Her message is reiterated by Carly Young in Mean Girls: Dealing with Female Aggression, a special report to LifeScript (;  November 30, 2006). She talks about “whispering that stops when [a girl] walks into the room, eyes rolling when

[she] cracks a joke, stony silence when [she] tries to make conversation.” She maintains that “female aggression, cruel behavior is so common that it doesn’t end after high school” but can happen almost anywhere from the water cooler to the PTA meeting. Denese Gray, manager of Equal Opportunity at James Cook University in Australia, is cited by Ms. Young as describing typical female bullies as “devious, vindictive, having a selective memory, needing to control, and excelling at twisting the truth.” They are experts at “backstabbing, giving the cold shoulder” and showing their aggression in passive ways. “They adore gossip,” reports Dr. Cheryl Dellasega, author of  Girl Wars  (Fireside, 2003), also quoted by Ms. Young. 


Research has been done here at the University of Minnesota on female aggression in  preschool.The authors of “Relational and Overt Aggression in Preschool,” N.R. Crick and J.F. Casas (University of Minnesota) and M. Mosher (California School of Professional Psychology) videotaped the interaction of preschool children in a standardized situation and found that relational aggression appears at young ages and can be distinguished from overt aggression.

They concluded that preschool girls are more relationally and less overtly aggressive than boys. 


So what are we, teachers and parents, to do? Dr. Dellasega recommends that we help girls to accept that they may never be good friends with some others, to find a positive female role model, to find something that gives them a  “bigger sense of purpose,”  and not to force their way into a group that is unaccepting.
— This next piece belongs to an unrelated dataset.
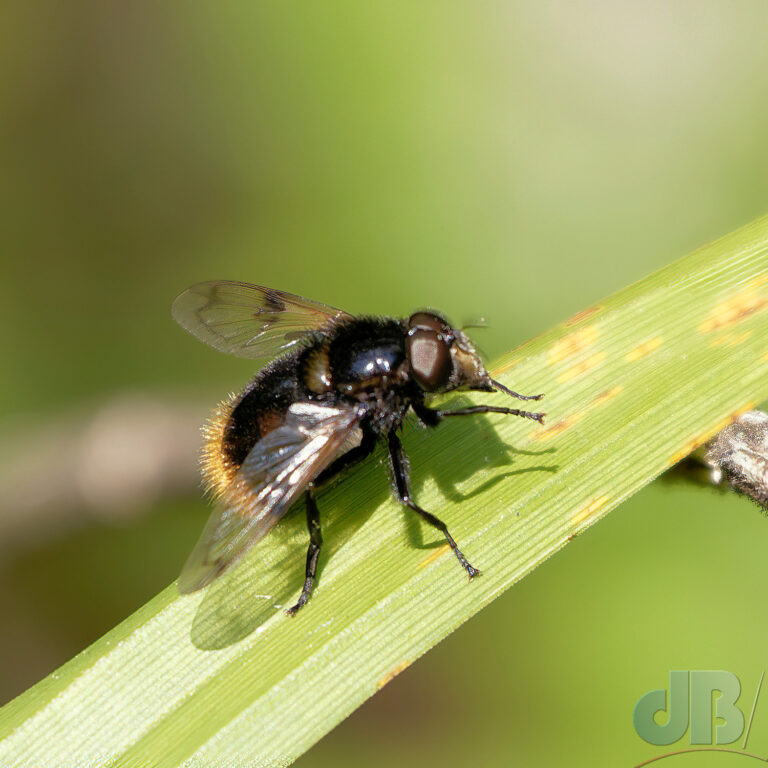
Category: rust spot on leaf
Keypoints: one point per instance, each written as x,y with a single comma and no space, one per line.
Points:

Author Michael Thompson (Mom, They’re  Teasing Me: Helping Your Child Solve Social Problems Random House, 2004, and Raising Cain, Random House

2000, as well as publications for National Association of Independent Schools [NAIS], of which HMJDS is a member), we can help girls cope by encouraging them to focus on friendship, by emphasizing kindness, empathy, and inclusion ourselves, and by discussing peer pressure with them. We can console them, role play and demonstrate positive body language for them, and we can expect them to apologize to their make reparation to their victims in our presence. 


At HMJDS, we also model, teach, encourage, and reinforce appropriate verbal expression of feelings, self-advocacy, problem-solving, and “telling” as opposed to tattling (the former being what we do when we or someone else is being hurt or is in danger and the latter being what we do simply to get others in trouble). 


We take this matter of female aggression as seriously as we take hitting and name calling. We understand that our partnership with you  in this matter, as in all others, begins at the time of admission. We commit to you our ongoing responsibility and dedication to responding immediately when we hear of any aggression and we invite your children and you to share relevant concerns with us just as immediately.